Speak No Evil è il remake dell’omonimo horror danese del 2022 per la regia di James Watkins. Blumhouse produce un horror psicologico sull’impronta dei suoi grossi successi degli ultimi anni, confezionando un film con tutte le regole del genere, svuotandolo però di alcune specificità della storia originale dei fratelli Tafdrup e facendo di Speak No Evil un titolo alquanto dimenticabile.

Di cosa parla Speak No Evil?

Louise (Mackenzie Davis) e Ben (Scoot McNairy) Dalton sono una coppia di americani in crisi matrimoniale in vacanza in Italia insieme alla figlioletta Agnes (Alix West Lefler). Qui fanno amicizia con una coppia britannica formata da Paddy (James McAvoy) e Ciara (Aisling Franciosi), i quali dopo qualche giorno passato insieme li invitano a rivedersi in autunno. Con l’arrivo dell’invito ufficiale i Dalton accettano seppur titubanti di partire per passare insieme una settimana nella loro casa di campagna. Durante la breve convivenza iniziano a presentarsi situazioni sempre più strane che prendono ben presto una piega sinistra.

speak no evil recensione
Alix West Lefler, Scoot McNairy e Mackenzie Davis in Speak No Evil © Universal Pictures

Com’è Speak No Evil?

Il genere horror sta faticosamente uscendo da un periodo di stagnazione e seppur i sequel e i reboot con la suggestione della nostalgia rimangano tendenze costanti, il panorama contemporaneo è costellato da titoli dalla buona riuscita. In questo contesto la casa di produzione di Jason Blum è tra le più prolifiche, dando vita a film che hanno fatto parlare a lungo di sé come M3GAN, L’esorcista: Il credente o Five Nights at Freddy’s, tutti prodotti originali seppur alcuni mutuati da saghe iconiche che hanno riscontrato più successo nel pubblico che nella critica.

Speak no Evil dal canto suo è invece un remake quasi shot for shot, dove non ci sono particolari rinnovamenti originali rispetto al testo di partenza. Le dovute differenze si hanno in dettagli che piuttosto ne fanno perdere la specificità come l’aspetto linguistico, importante nel film danese dove la confusione verbale contribuiva all’atmosfera di inquietudine, ma soprattutto un finale e dunque anche un messaggio del tutto diversi e forse molto meno incisivi.

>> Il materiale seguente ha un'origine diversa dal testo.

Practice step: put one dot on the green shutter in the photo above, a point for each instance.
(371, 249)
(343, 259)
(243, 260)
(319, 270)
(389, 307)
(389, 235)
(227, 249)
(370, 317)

La costruzione della suspense, in ogni caso, rimane un elemento centrale in quanto nel remake risulta più efficace la forma del thriller che dell’horror, adattando quel perturbante a un gusto più statunitense classico. I jumpscare sono quasi del tutto assenti e la costruzione del ritmo è abbastanza incalzante, permettendo allo spettatore di sentirsi lentamente stranito e disturbato tanto quanto i suoi protagonisti.

speak no evil recensione
Dan Hough e Alix West Lefler in Speak No Evil © Universal Pictures

Speak No Evil è un bel film?

L’aspetto più significativo del lungometraggio dei Tafdrup era senza dubbio quello della critica alla società e all’educazione scandinava, dove il male viene tollerato senza alcuna protezione dei propri limiti individuali in nome di una disponibilità servile quasi assoluta.
L’adattamento invece, non solo stilistico ma anche culturale, svuota il remake statunitense di un qualsiasi messaggio, riflettendo effettivamente i valori di un paese e il suo diritto inalienabile alla libertà e all’autodifesa dei propri confini. Tutto ciò riduce Speak No Evil a un horror medio di discreta azione e intrattenimento.

Il cast dà sicuramente forza a un prodotto mediocre, con un James McAvoy sempre più a suo agio nei ruoli borderline, affiancato dalle brave Mackenzie Davis e Aisling Franciosi, i quali però non riescono ad arricchire il lungometraggio.

Speak no Evil non è un remake che rinnova le forme del genere, piuttosto svuota il testo di partenza dei sui caratteri più pregnanti, non fornendo spunti di riflessione ma nemmeno grandi scene d’azione e suspense, delineandosi come un prodotto nella media destinato a cadere nel dimenticatoio.